Der Ehemann der Klägerin (R) hatte mit dieser zusammen seinen Wohnsitz in Berlin. Er war in dem Unternehmen AEG in Berlin beschäftigt. Im Juli 1975 befand er sich zum Montageeinsatz auf einer Baustelle seines Beschäftigungsunternehmens in der Nähe von Langenprozelten bei Lohr am Main. Er hatte in dem 6 km entfernten Ruppertshütten ein Schlafzimmer ohne Kochmöglichkeit gemietet. Am 29. Juli 1975 verließ er nach beendeter Arbeit (19.00 Uhr) zwischen 19.00 Uhr und 19.50 Uhr die Baustelle, fuhr zu seiner Unterkunft, wo sich die Klägerin zu Besuch aufhielt, holte diese ab und fuhr mit ihr - an der Baustelle vorüber - in das hiervon 4 km entfernt in entgegengesetzter Richtung liegende Langenprozelten. Dort nahmen beide das Abendessen ein. Auf dem Rückweg verunglückten beide mit dem Pkw des R kurz vor Ruppertshütten gegen 21.50 Uhr. R wurde dabei tödlich verletzt. Ob er zur Unfallzeit Alkohol im Blut hatte, wurde nicht festgestellt.
Die Beklagte lehnte es ab, den Unfall zu entschädigen, weil R sich auf dem Rückweg von einer eigenwirtschaftlichen Verrichtung befunden habe. Durch den etwa zweistündigen nichtbetriebsbedingten Aufenthalt in der Gaststätte sei im übrigen der Zusammenhang mit der betrieblichen Tätigkeit gelöst worden (Bescheid vom 24. Juni 1976).
Das Sozialgericht Berlin (SG) hat die Klage abgewiesen (Urteil vom 22. Februar 1978). Der Weg, auf dem R verunglückt sei, sei seiner privaten Sphäre zuzurechnen. Der Heimweg von der Arbeitsstätte sei beendet gewesen, als er seine Unterkunft in Ruppertshütten erreicht gehabt habe.

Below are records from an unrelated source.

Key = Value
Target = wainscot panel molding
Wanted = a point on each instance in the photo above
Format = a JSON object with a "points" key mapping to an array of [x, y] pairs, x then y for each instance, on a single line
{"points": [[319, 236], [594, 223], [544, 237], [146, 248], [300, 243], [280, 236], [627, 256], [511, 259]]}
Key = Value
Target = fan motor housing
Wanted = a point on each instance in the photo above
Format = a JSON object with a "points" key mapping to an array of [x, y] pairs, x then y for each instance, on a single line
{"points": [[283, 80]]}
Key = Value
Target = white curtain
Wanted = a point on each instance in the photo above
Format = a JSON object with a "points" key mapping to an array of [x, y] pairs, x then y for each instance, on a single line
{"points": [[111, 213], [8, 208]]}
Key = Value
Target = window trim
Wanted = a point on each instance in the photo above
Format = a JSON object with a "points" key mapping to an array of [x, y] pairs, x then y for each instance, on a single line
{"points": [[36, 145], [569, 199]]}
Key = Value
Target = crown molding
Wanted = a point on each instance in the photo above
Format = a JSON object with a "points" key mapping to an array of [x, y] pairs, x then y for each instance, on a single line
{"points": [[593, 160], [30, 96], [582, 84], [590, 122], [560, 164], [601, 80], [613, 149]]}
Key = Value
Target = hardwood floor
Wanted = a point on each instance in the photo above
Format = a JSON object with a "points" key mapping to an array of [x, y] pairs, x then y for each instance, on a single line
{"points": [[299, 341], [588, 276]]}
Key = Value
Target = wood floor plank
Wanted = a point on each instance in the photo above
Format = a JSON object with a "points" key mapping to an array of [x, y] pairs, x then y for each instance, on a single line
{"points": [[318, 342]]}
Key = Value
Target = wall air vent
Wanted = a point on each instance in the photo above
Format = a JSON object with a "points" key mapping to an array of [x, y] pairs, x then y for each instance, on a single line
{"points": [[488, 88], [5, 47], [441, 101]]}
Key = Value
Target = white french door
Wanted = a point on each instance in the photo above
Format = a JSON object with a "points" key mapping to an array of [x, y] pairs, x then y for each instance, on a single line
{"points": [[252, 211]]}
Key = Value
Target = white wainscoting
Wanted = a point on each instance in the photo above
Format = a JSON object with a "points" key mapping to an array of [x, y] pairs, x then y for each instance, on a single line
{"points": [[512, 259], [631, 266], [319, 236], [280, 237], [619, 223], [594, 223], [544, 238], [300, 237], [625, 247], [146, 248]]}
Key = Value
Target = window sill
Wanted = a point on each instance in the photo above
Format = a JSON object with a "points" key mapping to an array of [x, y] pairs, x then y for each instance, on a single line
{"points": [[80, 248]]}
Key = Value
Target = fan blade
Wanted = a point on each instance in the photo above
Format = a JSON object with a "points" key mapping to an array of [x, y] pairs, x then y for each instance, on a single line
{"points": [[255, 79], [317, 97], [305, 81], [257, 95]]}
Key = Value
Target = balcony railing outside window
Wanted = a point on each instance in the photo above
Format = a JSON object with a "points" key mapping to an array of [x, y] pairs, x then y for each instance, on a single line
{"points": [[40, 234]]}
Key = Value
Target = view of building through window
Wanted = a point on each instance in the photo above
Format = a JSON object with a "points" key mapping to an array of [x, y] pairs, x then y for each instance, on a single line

Das Landessozialgericht (LSG) Berlin hat das Urteil des SG und den angefochtenen Bescheid der Beklagten aufgehoben und die Beklagte verurteilt, der Klägerin aus Anlaß des Todes ihres Ehemannes eine Witwenrente zu gewähren. Es hat die Revision zugelassen (Urteil vom 27. Februar 1979).
Die Beklagte hat Revision eingelegt. Sie rügt eine Verletzung des § 548 der Reichsversicherungsordnung (RVO). R habe erkennbar bereits die "Feierabendbeschäftigung" begonnen. Er sei mit seiner Ehefrau, der Klägerin, zum Abendessen gefahren und habe sich damit rein persönlichen Belangen gewidmet. Im übrigen sei auch die zurückgelegte Wegstrecke von insgesamt 16 km zu lang, um noch einen Zusammenhang mit der betrieblichen Tätigkeit bejahen zu können.
Die Beklagte beantragt,
das Urteil des Landessozialgerichts Berlin
vom 27. Februar 1979 aufzuheben und die
Berufung der Klägerin gegen das Urteil des
Sozialgerichts Berlin vom 22. Februar 1978
zurückzuweisen.
Die Klägerin beantragt,
die Revision zurückzuweisen.
Die Beteiligten sind damit einverstanden, daß der Senat ohne mündliche Verhandlung durch Urteil entscheidet (§ 124 Abs 2 des Sozialgerichtsgesetzes -SGG-).
Entscheidungsgründe
Die Revision der Beklagten ist unbegründet. Sie ist zurückzuweisen.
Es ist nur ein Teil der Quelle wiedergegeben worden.